İnsanlık tarihinin, sınıf mücadeleleri tarihi olduğu herkesçe kabul gören bir olgudur. Rusya’daki 1905 Devrimi yenilgiyle de sonuçlanmış olsa, dünya proletaryası için önemli dersler çıkartılacak bir gerçektir. O dönemde yaşananlar, bugün uluslararası komünist hareketin yönünü aydınlatıcı niteliktedirler.
“1905 Devriminin yenilgisi, devrimin yol arkadaşları arasında çözülme ve yozlaşmaya yol açtı” diyor Stalin. Devrimin yükseldiği dönemlerde burjuva çevrelerden gelip proletarya saflarına katılanlar, devrimin yenilgiye uğratılmasından sonraki gericiliğin gemiyi azıya aldığı yıllarda proletarya partisinin saflarını terk ettiler.
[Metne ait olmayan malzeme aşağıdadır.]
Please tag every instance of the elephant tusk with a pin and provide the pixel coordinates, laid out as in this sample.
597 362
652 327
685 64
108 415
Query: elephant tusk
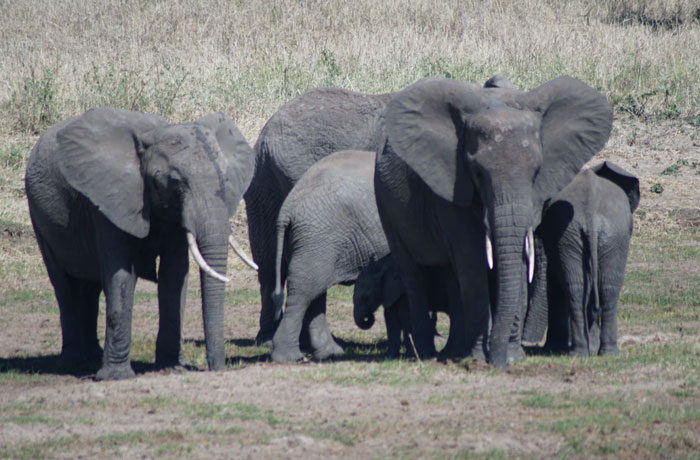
239 252
489 252
200 260
530 251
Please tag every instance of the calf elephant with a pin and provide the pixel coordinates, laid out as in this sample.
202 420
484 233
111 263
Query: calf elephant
329 229
585 230
379 283
306 129
461 166
111 190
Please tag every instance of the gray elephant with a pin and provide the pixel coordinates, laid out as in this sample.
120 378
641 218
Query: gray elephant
379 283
585 231
328 229
306 129
461 176
111 190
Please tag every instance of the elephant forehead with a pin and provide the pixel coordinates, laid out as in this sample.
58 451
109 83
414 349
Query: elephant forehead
501 122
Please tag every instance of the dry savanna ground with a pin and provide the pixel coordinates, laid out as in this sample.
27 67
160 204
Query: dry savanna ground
185 58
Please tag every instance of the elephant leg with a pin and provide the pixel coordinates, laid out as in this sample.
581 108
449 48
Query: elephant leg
172 298
456 345
574 289
611 274
468 258
395 326
116 253
262 208
78 306
323 344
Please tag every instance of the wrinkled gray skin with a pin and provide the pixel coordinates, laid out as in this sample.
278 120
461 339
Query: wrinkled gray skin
460 162
379 283
309 127
586 231
328 229
111 190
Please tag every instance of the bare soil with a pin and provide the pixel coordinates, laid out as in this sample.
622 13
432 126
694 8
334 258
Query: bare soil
361 406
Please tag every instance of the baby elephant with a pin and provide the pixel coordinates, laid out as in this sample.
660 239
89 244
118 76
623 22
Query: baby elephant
328 229
380 284
586 232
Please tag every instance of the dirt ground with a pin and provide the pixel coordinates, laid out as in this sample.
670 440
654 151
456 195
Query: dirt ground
363 406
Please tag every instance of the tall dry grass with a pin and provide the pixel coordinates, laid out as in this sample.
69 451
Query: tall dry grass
184 58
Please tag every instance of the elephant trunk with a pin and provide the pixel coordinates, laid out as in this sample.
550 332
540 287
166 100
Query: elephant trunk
510 234
214 250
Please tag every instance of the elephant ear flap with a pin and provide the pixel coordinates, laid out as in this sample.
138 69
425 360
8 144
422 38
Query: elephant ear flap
239 155
424 126
99 156
626 181
576 124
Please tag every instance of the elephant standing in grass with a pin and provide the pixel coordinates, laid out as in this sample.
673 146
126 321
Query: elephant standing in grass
586 231
379 283
110 191
461 177
328 229
306 129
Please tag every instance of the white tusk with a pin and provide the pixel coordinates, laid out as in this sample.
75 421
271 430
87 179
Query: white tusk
530 252
239 252
200 260
489 252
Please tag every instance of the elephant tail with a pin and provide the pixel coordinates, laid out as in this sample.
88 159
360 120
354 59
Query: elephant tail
277 295
591 301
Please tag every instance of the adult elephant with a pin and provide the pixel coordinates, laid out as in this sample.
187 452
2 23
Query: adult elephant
309 127
461 176
585 231
111 190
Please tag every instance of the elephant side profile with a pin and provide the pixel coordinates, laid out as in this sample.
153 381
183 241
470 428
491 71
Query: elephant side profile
328 228
110 191
379 283
309 127
461 176
585 230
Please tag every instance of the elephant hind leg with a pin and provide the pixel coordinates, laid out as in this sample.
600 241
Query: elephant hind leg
78 305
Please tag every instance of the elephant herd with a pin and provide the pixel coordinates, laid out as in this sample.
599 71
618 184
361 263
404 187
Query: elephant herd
445 196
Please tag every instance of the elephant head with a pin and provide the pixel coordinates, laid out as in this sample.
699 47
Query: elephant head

Bir kısmı açıktan düşman saflarına geçerken, bir kısmı da işçi sınıfının ayakta kalan legal kurumlarında mevzilenerek yürüttükleri çalışma ve yaptıkları propagandalarla proletarya partisini gözden düşürme gayretkeşliğine giriştiler. Sistemle uzlaşma ve çarlıkla barışma yolunu tuttular.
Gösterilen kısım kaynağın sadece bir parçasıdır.